A friend told me that he went to the New York Public Library and he watched video recordings of musicals that had closed (he said he watched Patti in Gypsy and a few others). I can see on their website that they recommend you set up an appointment, but has anyone here ever done this? What was it like? I'll be in NYC soon for vacation and I'm very curious about this.
From what I've seen in other threads, they tell them they're watching it for educational purposes. If you just want to watch it because you want to, I'm thinking they may or may not let you watch. Like I said, this is what I think I remember seeing in another thread. Maybe the Lincoln Center Archives threads?
The Library wants you to have an acceptable reason for watching the videos. They don't want you to watch them for entertainment value. Even though you are not always asked, have a reason for wanting to watch the video, even if it's just to say "I want to see how it was staged for a production my high school is doing."
If anyone ever tells you that you put too much Parmesan cheese on your pasta, stop talking to them. You don't need that kind of negativity in your life.
I was surprised by this: "Videotapes are Play-Only To protect our older videotapes and preserve the machines that play them, TOFT must limit playback controls to "Play Only." Fast-forward, rewind, and pause functions will no longer be permitted for titles on older videotape."
It is time for them to digitize these old films like the Paley Center has done with much of their archive. The sooner NYPL does this, the better for these old films.
The NYPL has recently been begging for money. I don't think going digital is on their list of priorities.
If anyone ever tells you that you put too much Parmesan cheese on your pasta, stop talking to them. You don't need that kind of negativity in your life.
Digitisation is insanely expensive for video, especially in a city where you're going to be dealing primarily with union editors, like NYC. You're talking hundreds of dollars per hour of footage just to do the core transfer, let alone any post-work and encoding for viewability (you can't stream raw video, the data rates just aren't there).
Even the Library of Congress doesn't digitise video for its TV and motion picture viewings - of all the major video archives, I want to say the Vanderbilt TV News archive is the only one with a nearly full digital collection. Paley, if they work like LoC does for audio, only digitise for things which are super-important culturally, are going into a repeat viewing kiosk for standard visitors, or upon viewing requests.
But it is really just taking the tapes and playing them while recording them onto a hard drive, right? That way, when the are viewed from the hard drives there is no fear of degradation. When you watch it on a tape player, the head of the player is pressing against the tape which can be damaged as a result.

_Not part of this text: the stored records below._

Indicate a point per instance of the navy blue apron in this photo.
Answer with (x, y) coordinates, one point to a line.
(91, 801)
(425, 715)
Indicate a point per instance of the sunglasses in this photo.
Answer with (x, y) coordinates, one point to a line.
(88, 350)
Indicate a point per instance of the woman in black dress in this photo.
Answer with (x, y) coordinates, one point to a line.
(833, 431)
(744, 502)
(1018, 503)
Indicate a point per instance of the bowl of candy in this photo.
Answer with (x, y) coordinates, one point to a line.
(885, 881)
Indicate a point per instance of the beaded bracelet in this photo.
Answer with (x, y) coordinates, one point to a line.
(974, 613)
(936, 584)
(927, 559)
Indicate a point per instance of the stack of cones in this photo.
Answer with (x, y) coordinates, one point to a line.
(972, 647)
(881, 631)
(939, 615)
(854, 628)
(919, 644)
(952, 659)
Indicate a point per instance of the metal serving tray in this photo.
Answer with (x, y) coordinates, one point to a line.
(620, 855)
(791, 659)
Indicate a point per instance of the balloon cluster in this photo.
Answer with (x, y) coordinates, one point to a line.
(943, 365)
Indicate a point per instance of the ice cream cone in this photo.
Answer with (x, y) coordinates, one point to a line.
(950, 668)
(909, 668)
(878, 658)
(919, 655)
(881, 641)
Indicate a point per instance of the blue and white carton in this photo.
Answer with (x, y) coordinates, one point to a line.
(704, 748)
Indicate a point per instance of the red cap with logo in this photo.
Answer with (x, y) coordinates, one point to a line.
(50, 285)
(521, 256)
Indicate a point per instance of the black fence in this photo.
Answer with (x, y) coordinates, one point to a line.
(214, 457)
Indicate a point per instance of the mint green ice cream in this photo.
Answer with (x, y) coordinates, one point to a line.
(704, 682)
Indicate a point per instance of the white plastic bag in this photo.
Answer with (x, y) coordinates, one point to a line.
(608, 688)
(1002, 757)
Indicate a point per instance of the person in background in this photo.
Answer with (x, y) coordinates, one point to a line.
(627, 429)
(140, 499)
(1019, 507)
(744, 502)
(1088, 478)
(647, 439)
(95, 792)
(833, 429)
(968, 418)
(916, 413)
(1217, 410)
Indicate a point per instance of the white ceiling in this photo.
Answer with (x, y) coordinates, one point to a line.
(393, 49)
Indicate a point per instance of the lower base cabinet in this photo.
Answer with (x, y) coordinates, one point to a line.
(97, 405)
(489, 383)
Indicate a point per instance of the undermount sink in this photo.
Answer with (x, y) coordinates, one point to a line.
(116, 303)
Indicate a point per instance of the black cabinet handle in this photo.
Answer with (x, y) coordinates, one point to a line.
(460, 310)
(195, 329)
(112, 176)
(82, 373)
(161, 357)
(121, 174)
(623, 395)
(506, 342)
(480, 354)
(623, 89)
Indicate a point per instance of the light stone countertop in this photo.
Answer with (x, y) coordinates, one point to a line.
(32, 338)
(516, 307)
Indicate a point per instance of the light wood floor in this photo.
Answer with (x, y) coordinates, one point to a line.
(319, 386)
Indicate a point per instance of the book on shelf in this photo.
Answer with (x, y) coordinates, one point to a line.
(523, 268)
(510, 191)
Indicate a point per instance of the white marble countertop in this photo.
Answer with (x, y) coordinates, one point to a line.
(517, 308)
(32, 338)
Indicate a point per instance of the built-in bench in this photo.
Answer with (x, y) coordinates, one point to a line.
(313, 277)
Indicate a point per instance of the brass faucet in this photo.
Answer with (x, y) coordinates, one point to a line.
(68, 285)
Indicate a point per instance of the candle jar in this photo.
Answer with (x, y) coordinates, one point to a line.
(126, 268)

This is not the case when viewing on a hard drive; you can pause, fast forward etc. without fear of damage. I would think this would be a priority to prevent damage to these historic recordings. I do find it odd that much of the newer stuff at Paley is digitized, while much of the older more historic content is not. I remember watching a video of ALL THE WAY HOME (1980 I think)with Sally Field there and it was digitized. But when I wanted to watch AMAHL AND THE NIGHT VISITORS from 1951, I had to go upstairs where it was on tape.
I found this thread useful years ago; hopefully you'll find it helpful now.
I always try and plan some TOFT shows while I'm in New York. I've seen Grand Hotel, Carousel, Grey Gardens, Falsettos, Candide ('74), Side Show, The Wild Party, Titanic, The Secret Garden, See What I Wanna See, The Drowsy Chaperone, The Life, and so many other gems. Call, make an appointment, and get transported to another time, another place, another op'nin', another show.
"But it is really just taking the tapes and playing them while recording them onto a hard drive, right?"
It's not that simple when you want to preserve quality as well - you really need someone who knows what they're doing to handle encoding spec, colour correction, deal with dropout patching, etc. You're also dealing with older tape formats like U-Matic, which means ageing machines requiring extra service, transferring tapes off multiple reels and splicing digitally, etc. Every step you add costs more money.
The play and dump method works for something like the Vanderbilt archive, where fidelity isn't of high importance (their main goal is watchable and referenceable, part of what keeps them their fair use exemption), but here, you're preserving history and need to keep it as high end as possible.
(Note: I work in video, have friends who do transfers and encodes for commercial release, and also do theatrical research.)